3.2 Effects of different hormone ratios on callus proliferation and differentiation

A reduction in the concentration ratio of IBA to 6-BA in the medium resulted in a decrease in the proliferation rate of callus, which subsequently increased. In contrast, the differentiation rate of callus exhibited an inverse relationship (Supplementary Table S3). At a IBA/6-BA concentration ratio of 2 (Figure 2A), the callus tended to proliferate, exhibiting the highest growth state and the most advanced browning situation among all groups. When the IBA/6-BA concentration ratio was 1 (Figure 2C), the callus tended to differentiate, the number of cluster buds were relatively large, and the size was suitable and not intertwined. Furthermore, the color of the leaves was dark green, the growth was consistent, and the differentiation rate was 68.75%. At a IBA/6-BA concentration ratio of 0.5 (Figure 2E), the callus exhibited a bias towards proliferation, with an overall green color, a relatively compact structure, and the production of embryonic cells, and the proliferation rate was 66.67%. Furthermore, when the MS medium contained solely IBA (Figure 2B), the bud points exhibited differentiation, browning, and a generalized growth state. In contrast, when the MS medium contained solely 6-BA (Figure 2D), the overall growth state of the callus was poor, and browning was pronounced. Overall, MS + 6-BA 1.0 mg/L + IBA 0.5 mg/L was determined as the optimal proliferation medium for callus and MS + 6-BA 0.5 mg/L + IBA 0.5 mg/L was the most suitable differentiation medium for cluster buds of P. praeruptorum.

Figure 2

Figure 2. Growth status of callus of P. praeruptorum. (A) Group 1 (Supplementary Table S3), (B) Group 2 (Supplementary Table S3), (C) Group 3 (Supplementary Table S3), (D) Group 4 (Supplementary Table S3), (E) Group 5 (Supplementary Table S3).

3.3 Effects of different hormone concentrations on rooting of adventitious buds

As the concentration of IBA in the medium increased gradually, the rooting rate of adventitious buds initially increased and then subsequently decreased (Supplementary Table S4). At a concentration of 0.2 mg/L (Figure 3A), the number of rooting of cluster buds was found to be the lowest among all groups, with the majority exhibiting fibrous roots, which were fine and short in shape. At a concentration of 0.8 mg/L (Figure 3D), the growth state was relatively poor and exhibited a limited number of rooting buds. However, the main root was larger than the fibrous root. Upon reaching a concentration of 1.0 mg/L (Figure 3E), the growth state was found to be the most adverse among all groups. This was accompanied by a notable inhibition of rooting of cluster buds and a significant browning phenomenon. Furthermore, when the IBA concentration was between 0.4 and 0.6 mg/L (Figures 3B, C), the growth state of cluster buds was the most optimal among all groups. The rooting rate was also the highest among groups, reaching 69.44% and 66.67%, respectively. The rooting rate, average rooting number, and growth state of multiple shoots were analyzed to determine the optimal rooting medium for the tissue culture seedlings. The results indicated that the IBA concentration of 0.5 mg/L, equivalent to MS + IBA 0.5 mg/L, was the most effective for rooting the seedlings.

Figure 3

Figure 3. Rooting situation of clustered plantlets of P. praeruptorum. (A) Group 1 (Supplementary Table S4), (B) Group 2 (Supplementary Table S4), (C) Group 3 (Supplementary Table S4), (D) Group 4 (Supplementary Table S4), (E) Group 5 (Supplementary Table S4).
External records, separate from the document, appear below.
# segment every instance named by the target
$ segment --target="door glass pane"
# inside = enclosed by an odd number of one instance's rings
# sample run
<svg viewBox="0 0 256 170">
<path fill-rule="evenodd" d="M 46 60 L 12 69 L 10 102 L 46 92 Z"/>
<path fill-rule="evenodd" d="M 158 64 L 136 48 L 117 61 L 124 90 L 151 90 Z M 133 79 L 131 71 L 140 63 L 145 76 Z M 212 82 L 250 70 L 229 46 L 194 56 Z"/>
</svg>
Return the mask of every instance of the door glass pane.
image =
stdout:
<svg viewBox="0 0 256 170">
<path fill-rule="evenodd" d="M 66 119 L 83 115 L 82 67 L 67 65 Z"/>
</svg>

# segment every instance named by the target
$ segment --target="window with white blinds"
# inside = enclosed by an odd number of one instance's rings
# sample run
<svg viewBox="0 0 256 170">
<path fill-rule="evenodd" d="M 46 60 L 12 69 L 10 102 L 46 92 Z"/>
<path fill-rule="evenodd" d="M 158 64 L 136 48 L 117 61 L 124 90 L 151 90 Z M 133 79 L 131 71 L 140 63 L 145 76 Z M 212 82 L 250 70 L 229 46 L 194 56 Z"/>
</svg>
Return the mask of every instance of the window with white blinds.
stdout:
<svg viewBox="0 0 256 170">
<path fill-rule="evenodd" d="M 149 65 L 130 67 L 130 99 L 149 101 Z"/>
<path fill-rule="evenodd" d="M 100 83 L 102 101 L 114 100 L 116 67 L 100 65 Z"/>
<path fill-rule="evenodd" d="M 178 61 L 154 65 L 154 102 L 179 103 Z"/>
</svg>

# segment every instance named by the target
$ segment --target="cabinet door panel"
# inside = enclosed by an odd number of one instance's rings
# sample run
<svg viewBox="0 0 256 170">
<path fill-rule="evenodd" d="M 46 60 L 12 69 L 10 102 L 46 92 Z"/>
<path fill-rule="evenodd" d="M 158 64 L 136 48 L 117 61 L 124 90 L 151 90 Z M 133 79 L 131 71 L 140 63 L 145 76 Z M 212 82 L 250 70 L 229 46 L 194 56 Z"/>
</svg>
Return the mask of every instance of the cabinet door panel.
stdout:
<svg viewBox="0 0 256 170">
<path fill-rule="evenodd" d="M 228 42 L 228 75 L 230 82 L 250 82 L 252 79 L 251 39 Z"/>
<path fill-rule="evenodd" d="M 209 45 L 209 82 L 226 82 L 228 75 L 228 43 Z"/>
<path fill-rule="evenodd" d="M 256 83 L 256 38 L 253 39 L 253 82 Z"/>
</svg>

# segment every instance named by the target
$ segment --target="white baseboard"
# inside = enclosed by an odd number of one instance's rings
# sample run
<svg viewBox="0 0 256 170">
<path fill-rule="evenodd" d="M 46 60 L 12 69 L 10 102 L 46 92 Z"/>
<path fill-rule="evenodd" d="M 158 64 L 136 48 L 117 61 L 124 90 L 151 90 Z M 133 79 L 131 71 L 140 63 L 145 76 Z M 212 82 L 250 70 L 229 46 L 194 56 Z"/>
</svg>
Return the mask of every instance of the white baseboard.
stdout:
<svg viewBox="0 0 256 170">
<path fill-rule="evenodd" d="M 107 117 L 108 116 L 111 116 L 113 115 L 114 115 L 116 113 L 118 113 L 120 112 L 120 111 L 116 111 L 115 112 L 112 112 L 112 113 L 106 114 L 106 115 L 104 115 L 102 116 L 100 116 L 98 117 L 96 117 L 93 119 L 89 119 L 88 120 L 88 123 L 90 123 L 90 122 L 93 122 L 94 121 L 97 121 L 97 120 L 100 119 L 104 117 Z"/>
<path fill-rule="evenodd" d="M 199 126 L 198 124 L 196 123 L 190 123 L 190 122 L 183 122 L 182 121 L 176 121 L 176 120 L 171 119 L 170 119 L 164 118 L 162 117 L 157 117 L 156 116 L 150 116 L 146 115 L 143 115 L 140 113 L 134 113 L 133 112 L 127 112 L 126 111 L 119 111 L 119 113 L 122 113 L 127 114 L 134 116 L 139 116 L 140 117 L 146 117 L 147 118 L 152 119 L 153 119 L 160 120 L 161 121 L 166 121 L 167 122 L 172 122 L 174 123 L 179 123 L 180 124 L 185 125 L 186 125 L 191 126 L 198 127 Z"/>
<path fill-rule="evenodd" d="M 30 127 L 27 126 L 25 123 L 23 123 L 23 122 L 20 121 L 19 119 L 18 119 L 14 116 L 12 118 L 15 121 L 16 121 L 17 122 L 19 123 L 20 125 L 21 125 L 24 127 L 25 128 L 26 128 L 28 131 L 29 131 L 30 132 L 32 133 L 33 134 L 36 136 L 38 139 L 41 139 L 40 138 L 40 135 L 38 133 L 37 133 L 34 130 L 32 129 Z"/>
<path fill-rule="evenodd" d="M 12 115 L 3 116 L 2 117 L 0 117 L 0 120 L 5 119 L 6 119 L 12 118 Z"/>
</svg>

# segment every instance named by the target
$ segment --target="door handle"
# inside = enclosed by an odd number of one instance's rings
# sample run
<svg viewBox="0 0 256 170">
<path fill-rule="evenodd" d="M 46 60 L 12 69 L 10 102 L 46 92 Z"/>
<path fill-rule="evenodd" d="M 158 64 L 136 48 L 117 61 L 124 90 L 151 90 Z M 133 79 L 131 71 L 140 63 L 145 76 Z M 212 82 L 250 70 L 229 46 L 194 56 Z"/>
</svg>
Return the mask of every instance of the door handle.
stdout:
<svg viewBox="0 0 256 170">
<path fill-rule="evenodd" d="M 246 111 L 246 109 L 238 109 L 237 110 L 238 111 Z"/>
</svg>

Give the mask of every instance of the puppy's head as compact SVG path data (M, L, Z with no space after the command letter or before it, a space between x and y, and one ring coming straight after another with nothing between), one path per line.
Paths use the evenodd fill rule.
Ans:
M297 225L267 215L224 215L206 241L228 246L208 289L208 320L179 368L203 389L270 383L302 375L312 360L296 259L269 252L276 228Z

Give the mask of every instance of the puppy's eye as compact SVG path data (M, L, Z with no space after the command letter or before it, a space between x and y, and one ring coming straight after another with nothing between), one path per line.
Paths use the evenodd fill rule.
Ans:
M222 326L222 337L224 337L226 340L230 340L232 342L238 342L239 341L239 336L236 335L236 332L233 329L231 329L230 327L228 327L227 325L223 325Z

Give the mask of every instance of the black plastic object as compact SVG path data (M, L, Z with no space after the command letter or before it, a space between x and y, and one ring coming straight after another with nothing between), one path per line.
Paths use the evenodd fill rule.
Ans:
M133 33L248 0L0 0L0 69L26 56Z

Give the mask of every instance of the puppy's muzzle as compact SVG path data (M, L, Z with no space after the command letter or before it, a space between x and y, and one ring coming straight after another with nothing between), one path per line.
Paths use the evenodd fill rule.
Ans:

3.4 Effects of different culture substrates on cluster seedlings hardening

The results demonstrated that the survival rate of seedlings grown in humus soil, vermiculite, and perlite in a 2: 1: 1 ratio was 79.16%. The survival rate of seedlings grown in MS liquid medium using the filter paper bridge method was higher, reaching 91.67% (Supplementary Table S5). However, when considering the growth status of the tissue culture seedlings, it can be observed that those grown in the nursery soil (Figures 4A, B) exhibited relatively good growth, with the leaves stretched and a dark green color. In contrast, those grown on the filter paper bridge (Figures 4C, D) exhibited relatively poor growth, with the leaf shape being shrunken and the color being light green. However, subsequent observation of root growth revealed that the root expansion and growth rate of tissue culture seedlings on the filter paper bridge were significantly greater than those observed in the seedling soil.

Figure 4

Figure 4. Refining of aseptic seedlings of P. praeruptorum. (A, B) Group 1 (Supplementary Table S5), (C, D) Group 2 (Supplementary Table S5).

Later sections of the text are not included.